Yunanistan toprağının ancak ufak bir bölümü ekilebilir. Tatlı su az ve yaşamsal olup çok değerlidir. Küçük işletmeci acımasız bir uğraş içindedir, azla yetinir, genellikle borç altındadır. Büyük mülkler ise çoğalır.
Bütün doğal olaylara tanrıların karıştığı kabul edilir. Tarımla ilgili ayinler pek çoktur. Pınarlar Nymphe, fırtınaların şiddetli sellere dönüştürdüğü düzensiz ırmaklar ise korkunç tanrılardır. Irmak yakınlarına kutsal heykelcikler konur, dualar edilir ve bir akarsu geçilmeden önce arınılır. Her tarla sınır taşı Hermes'i simgeler.
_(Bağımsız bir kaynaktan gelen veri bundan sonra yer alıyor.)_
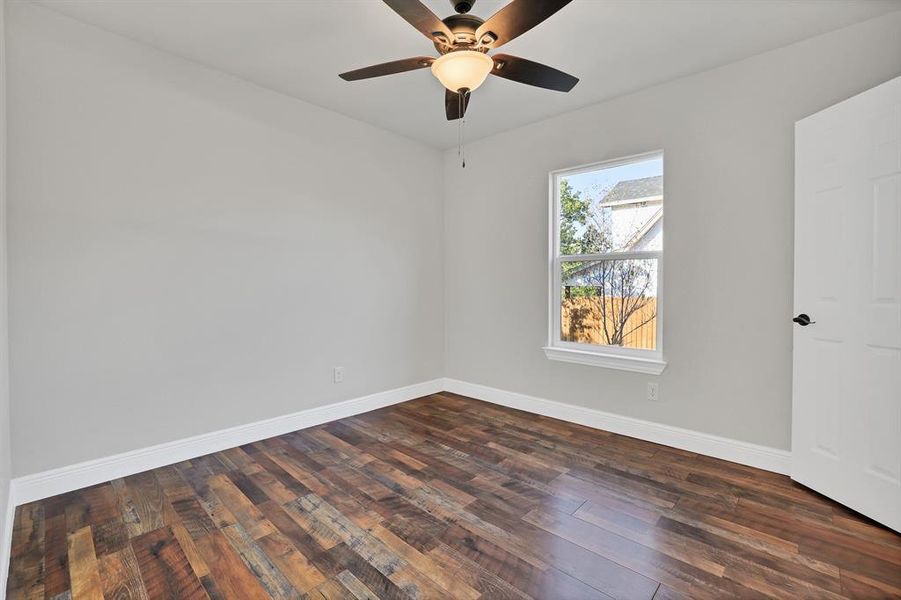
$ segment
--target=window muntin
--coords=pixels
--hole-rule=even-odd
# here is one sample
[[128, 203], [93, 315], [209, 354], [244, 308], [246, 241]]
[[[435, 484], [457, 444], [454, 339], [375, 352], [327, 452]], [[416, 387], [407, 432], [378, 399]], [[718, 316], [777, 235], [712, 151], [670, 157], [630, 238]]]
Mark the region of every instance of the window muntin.
[[551, 186], [549, 346], [660, 359], [663, 154], [559, 171]]

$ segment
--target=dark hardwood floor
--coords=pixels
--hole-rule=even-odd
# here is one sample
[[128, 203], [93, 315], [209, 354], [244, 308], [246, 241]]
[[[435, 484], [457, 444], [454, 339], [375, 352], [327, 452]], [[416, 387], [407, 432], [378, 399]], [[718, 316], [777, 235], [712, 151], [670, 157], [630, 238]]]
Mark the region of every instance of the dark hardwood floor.
[[9, 599], [901, 597], [787, 477], [438, 394], [22, 506]]

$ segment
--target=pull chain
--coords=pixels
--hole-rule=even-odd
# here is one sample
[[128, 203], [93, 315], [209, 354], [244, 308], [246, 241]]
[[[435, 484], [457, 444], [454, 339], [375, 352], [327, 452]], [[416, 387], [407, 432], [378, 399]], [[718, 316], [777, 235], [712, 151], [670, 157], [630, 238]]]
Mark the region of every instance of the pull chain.
[[466, 116], [464, 113], [466, 99], [464, 94], [467, 92], [460, 90], [457, 92], [457, 114], [460, 115], [460, 122], [457, 126], [457, 156], [460, 157], [462, 168], [466, 168]]

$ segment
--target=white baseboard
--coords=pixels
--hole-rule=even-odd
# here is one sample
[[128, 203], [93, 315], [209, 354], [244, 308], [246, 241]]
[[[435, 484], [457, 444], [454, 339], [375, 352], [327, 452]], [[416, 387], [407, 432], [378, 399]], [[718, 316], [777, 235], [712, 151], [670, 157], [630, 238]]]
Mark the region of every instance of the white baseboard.
[[16, 488], [9, 483], [6, 511], [3, 514], [3, 529], [0, 530], [0, 598], [6, 597], [6, 579], [9, 576], [9, 558], [13, 545], [13, 522], [16, 516]]
[[750, 442], [733, 440], [710, 433], [682, 429], [633, 417], [545, 400], [516, 392], [508, 392], [457, 379], [445, 379], [444, 389], [462, 396], [469, 396], [492, 404], [509, 406], [530, 413], [553, 417], [570, 423], [578, 423], [595, 429], [603, 429], [621, 435], [672, 446], [689, 452], [697, 452], [774, 473], [789, 474], [791, 452], [760, 446]]
[[[17, 477], [10, 485], [11, 507], [14, 508], [17, 505], [96, 485], [111, 479], [134, 475], [148, 469], [227, 450], [242, 444], [283, 435], [298, 429], [313, 427], [442, 390], [776, 473], [787, 474], [791, 467], [791, 453], [786, 450], [508, 392], [456, 379], [434, 379], [248, 425], [239, 425], [230, 429]], [[7, 520], [9, 520], [12, 510], [9, 513], [6, 515]], [[9, 534], [9, 531], [3, 531], [4, 536]], [[9, 545], [5, 542], [6, 540], [3, 541], [4, 545], [0, 546], [0, 551], [8, 549]], [[0, 569], [2, 568], [0, 566]]]
[[[248, 425], [239, 425], [230, 429], [213, 431], [157, 446], [17, 477], [12, 482], [15, 489], [14, 499], [17, 505], [26, 504], [111, 479], [134, 475], [148, 469], [156, 469], [242, 444], [258, 442], [298, 429], [321, 425], [399, 402], [428, 396], [442, 391], [443, 384], [442, 379], [433, 379]], [[8, 545], [4, 546], [4, 548], [8, 547]]]

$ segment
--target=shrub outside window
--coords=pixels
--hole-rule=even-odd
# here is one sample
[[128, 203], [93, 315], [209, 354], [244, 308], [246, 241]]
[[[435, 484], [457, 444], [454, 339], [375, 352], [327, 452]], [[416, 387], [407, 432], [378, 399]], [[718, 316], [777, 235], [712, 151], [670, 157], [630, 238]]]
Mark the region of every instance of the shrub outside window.
[[550, 182], [548, 358], [660, 373], [663, 153]]

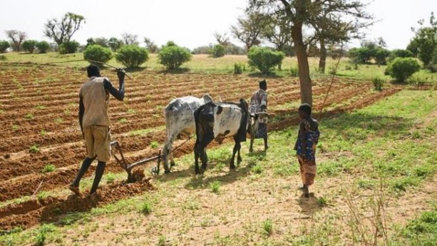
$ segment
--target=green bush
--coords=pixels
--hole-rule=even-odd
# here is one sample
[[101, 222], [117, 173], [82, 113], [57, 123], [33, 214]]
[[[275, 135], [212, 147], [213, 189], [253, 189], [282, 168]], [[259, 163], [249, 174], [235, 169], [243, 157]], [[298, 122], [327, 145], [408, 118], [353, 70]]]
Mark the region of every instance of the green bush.
[[50, 44], [46, 41], [38, 42], [38, 43], [36, 43], [36, 48], [38, 48], [39, 53], [47, 53], [47, 51], [50, 48]]
[[80, 46], [81, 43], [75, 41], [63, 43], [59, 46], [59, 53], [61, 54], [76, 53]]
[[374, 84], [374, 87], [376, 91], [382, 91], [382, 88], [386, 83], [386, 80], [381, 78], [374, 78], [371, 79], [371, 82]]
[[161, 48], [158, 55], [159, 63], [168, 70], [177, 69], [184, 63], [191, 60], [191, 53], [187, 48], [178, 46], [173, 42]]
[[0, 40], [0, 53], [5, 53], [11, 47], [11, 43], [5, 40]]
[[[91, 45], [83, 51], [83, 58], [85, 60], [93, 60], [103, 63], [106, 63], [113, 57], [112, 52], [109, 48], [104, 48], [98, 44]], [[90, 62], [93, 63], [92, 62]], [[102, 64], [96, 65], [101, 66]]]
[[138, 68], [149, 59], [149, 52], [137, 45], [127, 45], [118, 50], [115, 59], [128, 68]]
[[389, 56], [387, 58], [387, 61], [390, 62], [394, 60], [394, 58], [396, 57], [414, 57], [414, 54], [413, 54], [413, 52], [408, 51], [408, 49], [394, 49], [391, 51], [390, 56]]
[[404, 83], [408, 77], [420, 69], [421, 66], [415, 58], [398, 57], [389, 63], [386, 73], [397, 82]]
[[254, 46], [247, 52], [249, 65], [256, 67], [264, 74], [270, 73], [274, 66], [280, 65], [284, 56], [284, 53], [267, 47]]
[[244, 70], [244, 65], [242, 63], [234, 63], [234, 74], [242, 74]]
[[38, 41], [36, 40], [26, 40], [23, 42], [23, 49], [29, 53], [34, 53], [36, 48]]
[[221, 44], [215, 45], [211, 49], [211, 56], [214, 58], [225, 56], [225, 46]]
[[386, 65], [387, 58], [390, 56], [390, 51], [384, 48], [377, 48], [375, 50], [375, 61], [378, 65]]

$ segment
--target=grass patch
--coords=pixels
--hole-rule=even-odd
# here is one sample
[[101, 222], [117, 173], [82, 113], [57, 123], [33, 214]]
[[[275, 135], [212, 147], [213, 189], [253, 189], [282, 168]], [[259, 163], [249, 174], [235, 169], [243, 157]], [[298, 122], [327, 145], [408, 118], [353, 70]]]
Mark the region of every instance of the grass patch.
[[31, 153], [39, 153], [39, 151], [40, 151], [39, 146], [38, 146], [37, 144], [34, 144], [29, 148], [29, 152]]
[[211, 191], [212, 193], [217, 194], [220, 189], [220, 181], [214, 181], [210, 183], [210, 187], [211, 188]]
[[46, 164], [46, 165], [44, 165], [44, 167], [43, 168], [42, 172], [44, 173], [51, 173], [54, 171], [55, 170], [56, 170], [56, 167], [55, 167], [54, 165], [49, 163], [49, 164]]
[[142, 214], [148, 215], [152, 212], [152, 203], [149, 200], [146, 200], [141, 205], [141, 210], [140, 210]]
[[262, 222], [262, 232], [267, 237], [273, 233], [273, 223], [270, 219], [267, 219]]
[[33, 120], [35, 118], [35, 116], [34, 116], [33, 113], [29, 113], [26, 114], [24, 118], [26, 118], [27, 120]]

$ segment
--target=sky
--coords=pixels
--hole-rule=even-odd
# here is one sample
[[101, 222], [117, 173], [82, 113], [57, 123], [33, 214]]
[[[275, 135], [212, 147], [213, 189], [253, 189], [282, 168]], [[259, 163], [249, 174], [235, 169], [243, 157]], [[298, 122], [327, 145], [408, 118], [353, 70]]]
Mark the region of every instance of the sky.
[[[229, 34], [247, 4], [247, 0], [5, 1], [0, 6], [0, 40], [6, 39], [4, 30], [16, 29], [29, 39], [50, 41], [43, 34], [46, 20], [73, 12], [86, 19], [73, 36], [81, 43], [90, 37], [120, 38], [126, 32], [137, 34], [141, 42], [146, 36], [158, 45], [172, 40], [193, 48], [215, 43], [215, 31]], [[437, 12], [437, 0], [374, 0], [366, 9], [378, 20], [365, 30], [366, 39], [383, 37], [388, 48], [405, 48], [413, 36], [411, 27]], [[358, 45], [354, 41], [349, 46]]]

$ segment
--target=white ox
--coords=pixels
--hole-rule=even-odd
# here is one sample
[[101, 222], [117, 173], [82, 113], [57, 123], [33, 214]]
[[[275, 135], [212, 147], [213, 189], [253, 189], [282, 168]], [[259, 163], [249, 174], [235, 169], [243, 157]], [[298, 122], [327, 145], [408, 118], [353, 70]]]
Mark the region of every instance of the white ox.
[[[172, 148], [173, 141], [181, 134], [188, 135], [195, 133], [196, 123], [194, 112], [201, 106], [212, 102], [212, 98], [208, 94], [202, 98], [185, 96], [172, 100], [165, 107], [165, 128], [167, 128], [167, 141], [163, 148], [163, 158], [164, 160], [165, 173], [170, 173], [168, 159], [170, 159], [172, 166], [175, 165]], [[158, 166], [159, 172], [159, 163]]]

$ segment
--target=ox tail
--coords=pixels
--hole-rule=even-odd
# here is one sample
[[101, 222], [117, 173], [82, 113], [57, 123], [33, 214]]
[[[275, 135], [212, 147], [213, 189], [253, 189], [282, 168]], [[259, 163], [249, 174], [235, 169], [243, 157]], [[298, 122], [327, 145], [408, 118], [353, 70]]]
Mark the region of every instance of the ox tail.
[[241, 136], [242, 138], [242, 142], [245, 142], [246, 133], [250, 133], [251, 130], [251, 126], [249, 121], [249, 118], [250, 117], [250, 115], [249, 113], [249, 105], [247, 104], [246, 100], [243, 98], [240, 99], [240, 108], [241, 108], [242, 115], [241, 118], [241, 123], [240, 125], [239, 131], [240, 134], [241, 134]]

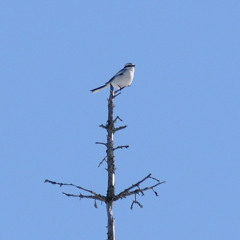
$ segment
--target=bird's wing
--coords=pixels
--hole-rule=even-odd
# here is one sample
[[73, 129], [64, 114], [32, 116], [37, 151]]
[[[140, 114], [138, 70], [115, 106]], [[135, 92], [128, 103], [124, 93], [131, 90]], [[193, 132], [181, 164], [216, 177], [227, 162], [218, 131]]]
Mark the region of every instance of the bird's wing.
[[121, 69], [119, 72], [117, 72], [108, 82], [105, 84], [110, 83], [115, 77], [123, 75], [127, 70], [125, 68]]

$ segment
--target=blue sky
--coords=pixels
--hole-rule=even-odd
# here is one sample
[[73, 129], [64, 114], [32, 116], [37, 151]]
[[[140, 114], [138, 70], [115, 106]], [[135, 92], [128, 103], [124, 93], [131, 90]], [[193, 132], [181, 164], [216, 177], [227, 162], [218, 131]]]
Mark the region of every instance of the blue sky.
[[116, 99], [117, 192], [166, 180], [115, 204], [117, 239], [239, 239], [240, 2], [1, 1], [0, 234], [106, 239], [105, 206], [44, 184], [104, 194], [108, 81], [136, 64]]

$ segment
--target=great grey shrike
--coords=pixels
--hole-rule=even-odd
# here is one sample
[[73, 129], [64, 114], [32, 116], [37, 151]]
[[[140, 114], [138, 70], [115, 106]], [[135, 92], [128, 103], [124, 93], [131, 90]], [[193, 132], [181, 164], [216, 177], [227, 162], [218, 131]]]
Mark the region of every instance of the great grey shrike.
[[99, 92], [102, 89], [110, 86], [110, 84], [117, 89], [122, 89], [131, 85], [134, 77], [135, 65], [133, 63], [125, 64], [124, 68], [116, 73], [108, 82], [101, 87], [92, 89], [93, 93]]

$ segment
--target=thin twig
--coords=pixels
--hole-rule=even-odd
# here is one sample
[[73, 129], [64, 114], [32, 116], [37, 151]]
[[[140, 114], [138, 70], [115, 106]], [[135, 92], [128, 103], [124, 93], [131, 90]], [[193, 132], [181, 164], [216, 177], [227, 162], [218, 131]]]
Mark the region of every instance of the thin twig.
[[[48, 179], [46, 179], [44, 182], [45, 182], [45, 183], [51, 183], [51, 184], [54, 184], [54, 185], [59, 185], [60, 187], [62, 187], [62, 186], [72, 186], [72, 187], [75, 187], [75, 188], [80, 189], [80, 190], [82, 190], [82, 191], [91, 193], [92, 195], [94, 195], [94, 196], [96, 197], [96, 198], [94, 198], [94, 199], [98, 199], [98, 200], [101, 200], [101, 201], [105, 201], [105, 199], [106, 199], [105, 196], [103, 196], [103, 195], [101, 195], [101, 194], [99, 194], [99, 193], [95, 193], [95, 192], [92, 191], [92, 190], [83, 188], [83, 187], [81, 187], [81, 186], [78, 186], [78, 185], [75, 185], [75, 184], [72, 184], [72, 183], [59, 183], [59, 182], [51, 181], [51, 180], [48, 180]], [[84, 196], [84, 195], [83, 195], [83, 196]], [[94, 197], [94, 196], [92, 196], [92, 197]]]
[[140, 208], [143, 208], [143, 205], [140, 202], [137, 201], [136, 194], [135, 194], [135, 200], [132, 201], [132, 204], [131, 204], [131, 207], [130, 207], [131, 210], [133, 209], [134, 204], [137, 204]]

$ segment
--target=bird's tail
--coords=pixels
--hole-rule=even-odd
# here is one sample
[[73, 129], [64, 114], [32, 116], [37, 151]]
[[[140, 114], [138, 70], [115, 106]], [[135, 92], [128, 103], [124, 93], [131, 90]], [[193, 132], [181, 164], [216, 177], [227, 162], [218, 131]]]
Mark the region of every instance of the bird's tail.
[[99, 92], [99, 91], [103, 90], [107, 86], [108, 86], [108, 84], [102, 85], [101, 87], [92, 89], [91, 92], [93, 92], [93, 93]]

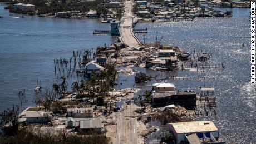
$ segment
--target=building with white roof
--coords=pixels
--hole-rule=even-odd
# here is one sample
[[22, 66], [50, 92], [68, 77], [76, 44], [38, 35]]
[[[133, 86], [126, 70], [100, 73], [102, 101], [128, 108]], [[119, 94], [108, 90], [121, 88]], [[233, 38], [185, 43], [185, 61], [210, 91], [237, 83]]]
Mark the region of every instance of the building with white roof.
[[25, 12], [35, 11], [35, 5], [27, 4], [23, 6], [22, 11]]
[[22, 3], [14, 4], [13, 4], [13, 9], [15, 10], [22, 10], [23, 6], [24, 5], [26, 5], [26, 4]]
[[91, 61], [85, 65], [85, 71], [87, 77], [90, 77], [93, 71], [96, 73], [100, 72], [104, 69], [104, 68], [93, 61]]
[[200, 92], [201, 96], [214, 96], [214, 87], [202, 87], [200, 89]]
[[90, 10], [89, 12], [86, 14], [87, 17], [97, 17], [97, 11], [95, 10]]
[[158, 52], [159, 57], [170, 57], [175, 56], [175, 51], [173, 49], [160, 49]]
[[100, 118], [81, 120], [79, 123], [79, 129], [81, 131], [86, 132], [102, 132], [103, 125]]
[[152, 101], [154, 107], [164, 107], [175, 104], [189, 110], [194, 108], [196, 94], [191, 90], [176, 91], [173, 83], [160, 83], [152, 85]]
[[169, 123], [166, 125], [166, 130], [173, 133], [175, 143], [192, 143], [191, 141], [197, 142], [193, 143], [201, 143], [202, 139], [214, 142], [213, 143], [223, 143], [217, 141], [219, 130], [211, 121]]
[[93, 107], [77, 107], [68, 108], [67, 116], [74, 117], [93, 117]]
[[43, 111], [27, 111], [26, 118], [28, 123], [46, 123], [52, 121], [52, 112]]
[[152, 85], [154, 92], [166, 92], [173, 91], [175, 90], [175, 86], [173, 83], [154, 83]]
[[35, 5], [18, 3], [13, 4], [13, 9], [15, 10], [21, 10], [25, 12], [34, 11]]

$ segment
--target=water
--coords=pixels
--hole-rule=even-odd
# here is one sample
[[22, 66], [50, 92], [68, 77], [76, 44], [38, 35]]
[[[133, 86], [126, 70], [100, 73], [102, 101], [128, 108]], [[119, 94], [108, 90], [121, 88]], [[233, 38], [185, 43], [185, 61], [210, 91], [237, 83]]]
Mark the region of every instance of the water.
[[[225, 12], [226, 9], [221, 9]], [[191, 52], [194, 49], [210, 51], [214, 59], [209, 63], [223, 63], [224, 70], [169, 72], [132, 69], [157, 75], [157, 78], [173, 75], [191, 78], [165, 81], [174, 83], [178, 90], [197, 89], [207, 85], [214, 87], [218, 94], [218, 115], [216, 118], [209, 119], [220, 130], [221, 138], [228, 143], [253, 143], [256, 141], [256, 87], [249, 83], [250, 9], [232, 8], [232, 18], [196, 18], [193, 22], [142, 23], [136, 26], [136, 28], [148, 28], [147, 34], [136, 34], [141, 41], [145, 34], [146, 43], [153, 42], [158, 31], [158, 38], [163, 36], [161, 42], [164, 44], [179, 46]], [[0, 16], [4, 17], [0, 19], [0, 111], [18, 104], [17, 93], [24, 89], [28, 89], [26, 95], [28, 102], [24, 106], [35, 105], [32, 101], [33, 88], [38, 85], [37, 79], [47, 88], [58, 80], [54, 73], [55, 58], [69, 58], [73, 50], [95, 48], [116, 41], [110, 36], [92, 34], [94, 29], [109, 29], [108, 24], [96, 19], [28, 16], [20, 18], [21, 15], [9, 14], [0, 6]], [[245, 47], [242, 47], [243, 43]], [[134, 87], [134, 75], [119, 75], [122, 77], [115, 88]], [[74, 80], [68, 80], [70, 88]], [[160, 82], [149, 81], [145, 85]], [[151, 89], [142, 85], [135, 85], [134, 87]]]
[[[221, 9], [225, 11], [225, 9]], [[217, 93], [217, 117], [199, 120], [213, 120], [221, 137], [228, 143], [254, 143], [256, 141], [256, 86], [250, 80], [250, 9], [233, 8], [231, 18], [196, 18], [192, 22], [138, 23], [136, 28], [147, 27], [146, 34], [136, 33], [146, 43], [152, 43], [163, 36], [163, 44], [180, 47], [184, 51], [210, 51], [214, 58], [208, 64], [221, 63], [225, 69], [206, 69], [203, 72], [184, 70], [160, 72], [160, 77], [176, 75], [191, 80], [166, 81], [178, 90], [198, 90], [208, 85]], [[245, 47], [242, 44], [244, 43]], [[214, 65], [215, 66], [215, 65]], [[137, 68], [134, 68], [137, 69]], [[155, 75], [144, 69], [140, 71]], [[202, 80], [206, 77], [207, 80]], [[146, 85], [160, 82], [153, 81]]]
[[[55, 58], [70, 58], [73, 50], [95, 49], [116, 41], [110, 35], [92, 34], [95, 29], [110, 29], [99, 20], [27, 15], [21, 18], [22, 15], [10, 16], [3, 7], [0, 6], [0, 16], [4, 17], [0, 19], [0, 111], [19, 103], [20, 90], [27, 90], [24, 108], [35, 105], [36, 85], [48, 88], [61, 82], [55, 75]], [[70, 89], [76, 79], [68, 80]]]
Buğday, üretimin azlığına rağmen, beslenmenin temelidir.
Zeytin ağacı kutsaldır ve çoğunlukla devlet malıdır; dolayısıyla ne kesilebilir ne de yakılabilir. Beslenmede önemli yeri olan zeytin, zeytinyağı olarak aydınlatmada da kullanılır.
Bal, tanrıların yiyip içtiği nektar ve ambrosianın kaynağı sayılır.
Üzüm boldur. Bağ bozumu Dionysos kültüyle bağlantılıdır.
Kaynak: Yunan ve Roma Mitolojisi, C. Estin ve H. Laporte.
Mitler:
- Bütün dünyaya buğday ekmekle görevli tanrıça Demeter, kızı da Persephone.
- Athena, Atinalılara zeytin ağacını verir. Tanrıçanın o vakit yerden fışkırtmış olduğu kökten çıkan on iki filize MÖ V. yüzyılda hala tapılıyordu.